My feeling is that personnal business is just that, but, there are times you have to use your own descretion and intervene.I don't comment on someones car, their sex habits, the type of clothes, religion etc. Another question is would you take a do nothing stance if you knew he was beating her? What' s the difference between betraying your vows and putting her life at risk and a good beating?
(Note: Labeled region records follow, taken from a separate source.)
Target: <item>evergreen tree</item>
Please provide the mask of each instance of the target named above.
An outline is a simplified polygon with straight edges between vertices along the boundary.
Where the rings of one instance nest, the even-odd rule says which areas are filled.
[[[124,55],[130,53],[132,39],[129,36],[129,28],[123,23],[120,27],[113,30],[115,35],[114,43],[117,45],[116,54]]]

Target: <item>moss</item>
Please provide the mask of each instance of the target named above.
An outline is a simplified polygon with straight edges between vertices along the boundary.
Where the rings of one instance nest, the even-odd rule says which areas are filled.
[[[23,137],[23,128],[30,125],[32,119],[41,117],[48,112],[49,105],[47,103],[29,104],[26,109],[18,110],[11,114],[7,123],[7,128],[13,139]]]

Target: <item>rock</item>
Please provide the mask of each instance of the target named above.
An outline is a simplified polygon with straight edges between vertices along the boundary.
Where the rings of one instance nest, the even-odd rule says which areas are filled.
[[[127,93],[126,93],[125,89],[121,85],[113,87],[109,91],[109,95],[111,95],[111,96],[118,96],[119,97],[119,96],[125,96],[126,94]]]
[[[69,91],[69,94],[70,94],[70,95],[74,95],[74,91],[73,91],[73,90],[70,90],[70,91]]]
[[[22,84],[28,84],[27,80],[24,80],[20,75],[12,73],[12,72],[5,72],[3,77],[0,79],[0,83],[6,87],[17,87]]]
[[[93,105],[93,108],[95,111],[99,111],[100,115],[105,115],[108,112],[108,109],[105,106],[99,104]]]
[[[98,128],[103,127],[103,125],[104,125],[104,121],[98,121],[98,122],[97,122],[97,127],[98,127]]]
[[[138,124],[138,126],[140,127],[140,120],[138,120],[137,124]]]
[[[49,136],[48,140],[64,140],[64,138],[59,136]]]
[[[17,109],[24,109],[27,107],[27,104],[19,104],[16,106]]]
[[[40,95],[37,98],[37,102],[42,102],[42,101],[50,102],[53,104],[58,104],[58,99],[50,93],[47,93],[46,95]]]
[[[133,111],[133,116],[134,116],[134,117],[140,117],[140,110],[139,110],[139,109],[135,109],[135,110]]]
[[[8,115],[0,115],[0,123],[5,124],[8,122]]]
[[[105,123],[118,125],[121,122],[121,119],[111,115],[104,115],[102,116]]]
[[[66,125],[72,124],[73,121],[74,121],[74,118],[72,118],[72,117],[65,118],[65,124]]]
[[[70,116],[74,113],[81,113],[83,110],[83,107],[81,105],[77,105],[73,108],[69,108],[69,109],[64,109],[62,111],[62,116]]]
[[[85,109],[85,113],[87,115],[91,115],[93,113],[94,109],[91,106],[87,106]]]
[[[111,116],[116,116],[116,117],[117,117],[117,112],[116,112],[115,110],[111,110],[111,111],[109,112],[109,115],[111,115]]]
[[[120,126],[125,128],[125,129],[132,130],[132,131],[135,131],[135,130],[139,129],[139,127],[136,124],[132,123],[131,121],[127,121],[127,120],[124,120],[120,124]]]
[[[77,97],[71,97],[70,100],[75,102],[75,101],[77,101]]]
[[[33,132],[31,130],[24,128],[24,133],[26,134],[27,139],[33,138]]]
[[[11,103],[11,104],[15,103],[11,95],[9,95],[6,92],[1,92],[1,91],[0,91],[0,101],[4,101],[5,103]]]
In my eyes, they are both circumstances where you must do something,its just to bad everyone wants a no stress life ,don't get involved and only think of themselves.

This is not putting your nose where it does not belong, its not like your buddy even cares who knows, as long as its not his wife,he is by your own definition a habitual abuser!This guy is using and abusing his wife at so many levels its gross.

For you out there that vote for no intervention I hope you never get cheated on.If you do happen to go through a cheating spouse scenerio are you telling everyone here that you don't want to know?If you find out your best friend knew about the cheating and did nothing I'm sure your going to say to them"Gee, you must have been in a tough position, I know you kept me in the dark because we are good friends.OBTW I can't make our lunch next week because my kids are in therapy over this and then I have to head over to the clinic for my penicillan shot and AIDS test.Thank you good friend!"

 

Oh , and what about the girl he's cheating with, maybe she's an innocent in this, does she desreve the pain thats coming?

 

Tell her!

 

Your buddy is sick!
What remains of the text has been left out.